Full Range of Vision lenses
A full range of vision lenses enables patients to see clearly at all distances, including reading, and enjoy greater and often complete freedom from glasses. However, not all patients can tolerate the full range of vision lenses equally well. Due to the optical design, some patients may experience side effects such as halos around light sources, esspecially at night. These effect typically diminish within the first few months following the surgery.

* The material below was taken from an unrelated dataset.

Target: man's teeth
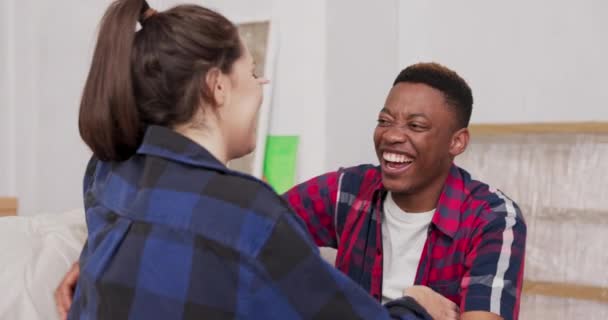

Monovision / blended vision
This method involves implanting two lenses with slightly different powers in each eye. The difference between the lenses is not substantial, and adapting to this setup is typically quick. In the first operated eye, a lens is implanted to provide clear distance vision. In the second eye, a lens is implanted to provide good intermediate vision. This approach enhances independence from glasses for intermediate vision and can offer functional near vision, such as reading short text messages, newspaper headlines, or price tags, while minimising some optical side effects associated with lenses designed for a full range of vision. However, vision in the eye that is set for intermediate sight may not be as sharp for distance viewing. As a result, dedicated driving glasses may be necessary, especially at night.

Monovision/blended vision is unsuitable for patients with amblyopia (lazy eye), patients with a visual impairment in one eye, and patients who have previously undergone surgeries to correct strabismus (squint).

The cataract questionnaire, along with eye examinations and measurements using various devices, will assist us in guiding you towards the most suitable lens that meets your visual needs.